Megvii-BaseDetection / BEVDepth

Official code for BEVDepth.
MIT License
688 stars 96 forks source link

voxel_pooling/voxel_pooling_ext.cpython-38-x86_64-linux-gnu.so: undefined symbol #110

Closed qipengh closed 1 year ago

qipengh commented 1 year ago

env: pytorch1.9 cuda 11.3 mmcls 0.24.1 mmcv-full 1.6.0 mmdet 2.26.0 mmdet3d 1.0.0rc4 /home/huqiuchen/tmp_huangqipeng/pytorch/mmdetection3d mmsegmentation 0.25.0

run sh: BEVDepth# python bevdepth/exps/mv/bev_depth_lss_r50_256x704_128x128_20e_cbgs_2key_da_ema.py --amp_backend native -b 8 --gpus 8

Error:

/opt/conda/lib/python3.8/site-packages/torch/cuda/__init__.py:52: UserWarning: CUDA initialization: Unexpected error from cudaGetDeviceCount(). Did you run some cuda functions before calling NumCudaDevices() that might have already set an error? Error 802: system not yet initialized (Triggered internally at  ../c10/cuda/CUDAFunctions.cpp:115.)
  return torch._C._cuda_getDeviceCount() > 0
No CUDA runtime is found, using CUDA_HOME='/usr/local/cuda-11.3'
Traceback (most recent call last):
  File "bevdepth/exps/mv/bev_depth_lss_r50_256x704_128x128_20e_cbgs_2key_da_ema.py", line 24, in <module>
    from bevdepth.exps.base_cli import run_cli
  File "/home/huqiuchen/tmp_huangqipeng/pytorch/BEVDepth/bevdepth/exps/base_cli.py", line 10, in <module>
    from .base_exp import BEVDepthLightningModel
  File "/home/huqiuchen/tmp_huangqipeng/pytorch/BEVDepth/bevdepth/exps/base_exp.py", line 18, in <module>
    from bevdepth.models.base_bev_depth import BaseBEVDepth
  File "/home/huqiuchen/tmp_huangqipeng/pytorch/BEVDepth/bevdepth/models/base_bev_depth.py", line 3, in <module>
    from bevdepth.layers.backbones.base_lss_fpn import BaseLSSFPN
  File "/home/huqiuchen/tmp_huangqipeng/pytorch/BEVDepth/bevdepth/layers/backbones/__init__.py", line 1, in <module>
    from .base_lss_fpn import BaseLSSFPN
  File "/home/huqiuchen/tmp_huangqipeng/pytorch/BEVDepth/bevdepth/layers/backbones/base_lss_fpn.py", line 10, in <module>
    from bevdepth.ops.voxel_pooling import voxel_pooling
  File "/home/huqiuchen/tmp_huangqipeng/pytorch/BEVDepth/bevdepth/ops/voxel_pooling/__init__.py", line 1, in <module>
    from .voxel_pooling import voxel_pooling
  File "/home/huqiuchen/tmp_huangqipeng/pytorch/BEVDepth/bevdepth/ops/voxel_pooling/voxel_pooling.py", line 5, in <module>
    from . import voxel_pooling_ext
ImportError: /home/huqiuchen/tmp_huangqipeng/pytorch/BEVDepth/bevdepth/ops/voxel_pooling/voxel_pooling_ext.cpython-38-x86_64-linux-gnu.so: undefined symbol: _Z37voxel_pooling_forward_kernel_launcheriiiiiiPKiPKfPfPiP11CUstream_st
root@bogon:/home/huqiuchen/tmp_huangqipeng/pytorch/BEVDepth# c++filt _Z37voxel_pooling_forward_kernel_launcheriiiiiiPKiPKfPfPiP11CUstream_st
voxel_pooling_forward_kernel_launcher(int, int, int, int, int, int, int const*, float const*, float*, int*, CUstream_st*)

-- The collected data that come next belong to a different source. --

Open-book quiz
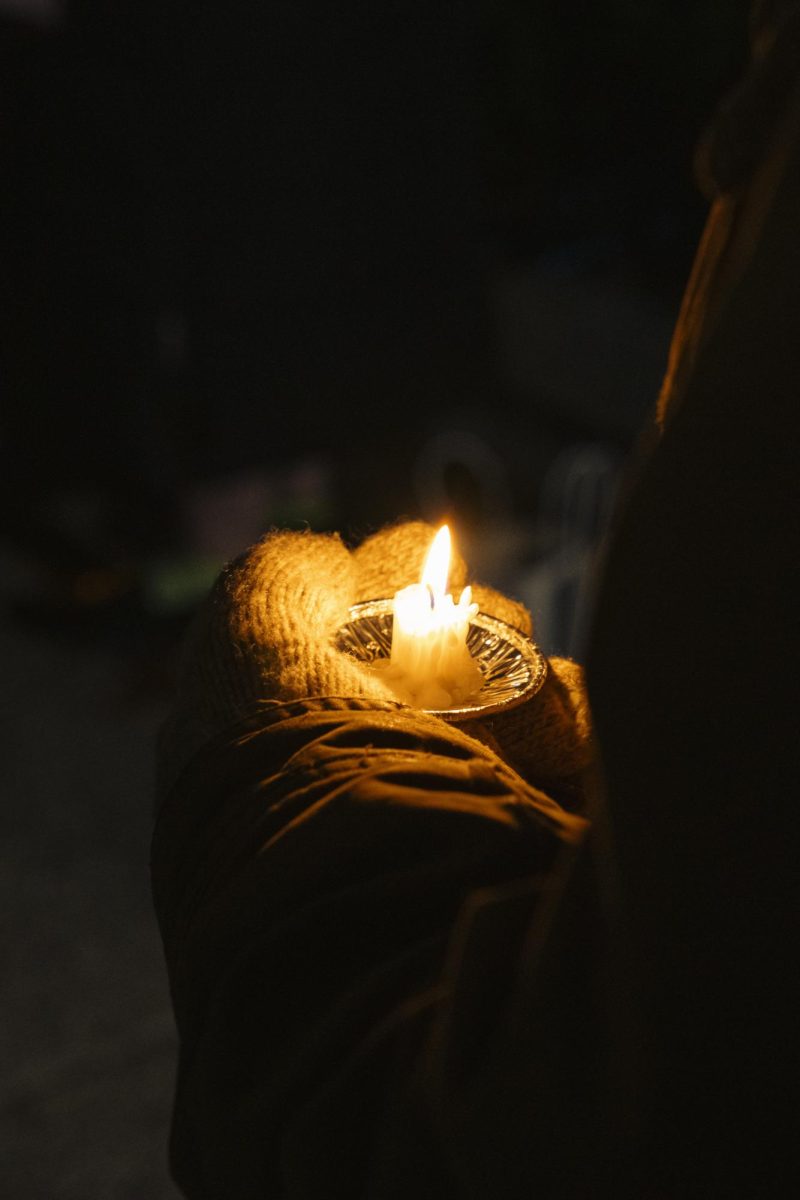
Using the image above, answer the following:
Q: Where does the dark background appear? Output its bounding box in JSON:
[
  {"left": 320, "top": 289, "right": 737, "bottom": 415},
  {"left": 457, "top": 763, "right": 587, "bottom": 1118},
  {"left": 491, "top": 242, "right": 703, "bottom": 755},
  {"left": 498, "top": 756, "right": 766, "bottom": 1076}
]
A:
[{"left": 1, "top": 2, "right": 750, "bottom": 1196}]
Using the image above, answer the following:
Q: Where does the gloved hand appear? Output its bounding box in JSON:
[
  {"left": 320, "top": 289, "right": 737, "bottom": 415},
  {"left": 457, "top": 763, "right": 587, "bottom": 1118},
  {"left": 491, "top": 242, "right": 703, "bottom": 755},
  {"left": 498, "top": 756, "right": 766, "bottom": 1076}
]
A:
[
  {"left": 158, "top": 521, "right": 593, "bottom": 805},
  {"left": 354, "top": 522, "right": 593, "bottom": 805}
]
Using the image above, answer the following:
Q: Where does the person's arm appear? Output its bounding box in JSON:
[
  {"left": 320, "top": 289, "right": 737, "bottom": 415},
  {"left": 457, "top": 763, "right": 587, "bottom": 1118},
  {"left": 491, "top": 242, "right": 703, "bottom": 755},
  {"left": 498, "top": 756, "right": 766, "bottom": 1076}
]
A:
[{"left": 152, "top": 523, "right": 591, "bottom": 1198}]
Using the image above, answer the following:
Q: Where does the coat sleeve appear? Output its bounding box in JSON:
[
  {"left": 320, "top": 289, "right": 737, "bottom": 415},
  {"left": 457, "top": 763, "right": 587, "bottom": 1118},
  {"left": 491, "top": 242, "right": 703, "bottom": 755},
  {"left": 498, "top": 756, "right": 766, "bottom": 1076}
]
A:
[{"left": 151, "top": 696, "right": 586, "bottom": 1199}]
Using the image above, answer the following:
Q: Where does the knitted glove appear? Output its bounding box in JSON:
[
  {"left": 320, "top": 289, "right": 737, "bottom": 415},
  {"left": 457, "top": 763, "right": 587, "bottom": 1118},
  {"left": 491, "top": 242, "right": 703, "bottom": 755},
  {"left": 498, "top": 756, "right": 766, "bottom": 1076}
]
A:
[
  {"left": 159, "top": 521, "right": 592, "bottom": 805},
  {"left": 354, "top": 523, "right": 593, "bottom": 802}
]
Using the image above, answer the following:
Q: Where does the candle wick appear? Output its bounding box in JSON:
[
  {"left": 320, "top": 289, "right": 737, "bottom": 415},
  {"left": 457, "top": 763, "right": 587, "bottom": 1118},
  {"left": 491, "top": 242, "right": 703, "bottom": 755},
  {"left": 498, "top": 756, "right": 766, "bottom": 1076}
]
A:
[{"left": 425, "top": 584, "right": 435, "bottom": 610}]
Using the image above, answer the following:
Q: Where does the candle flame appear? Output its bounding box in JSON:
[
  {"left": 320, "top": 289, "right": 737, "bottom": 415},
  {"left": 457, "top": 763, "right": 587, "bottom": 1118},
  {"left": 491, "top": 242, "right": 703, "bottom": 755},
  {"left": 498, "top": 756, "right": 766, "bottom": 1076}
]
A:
[
  {"left": 421, "top": 525, "right": 450, "bottom": 599},
  {"left": 386, "top": 522, "right": 482, "bottom": 708}
]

I think,voxel_pooling_forward_kernel_launcher of voxel_pooling_forward_cuda.cu not be included in voxel_pooling_forward.cpp and not be compiled into voxel_pooling_ext.cpython-38-x86_64-linux-gnu.so。can anyone help me?

yinchimaoliang commented 1 year ago

Hi, there. Please check if you can pass the unittest of voxel pooling.

qipengh commented 1 year ago

It has been solved. It's a gpu machine problem. You can't get the GPU device, and it's not compiled correctly.

BaronLeeLZP commented 8 months ago

It has been solved. It's a gpu machine problem. You can't get the GPU device, and it's not compiled correctly.

同样的问题(envs一致,8张A100;在另一个单张A100上同样的环境下运行正常),请教一下,如何解决?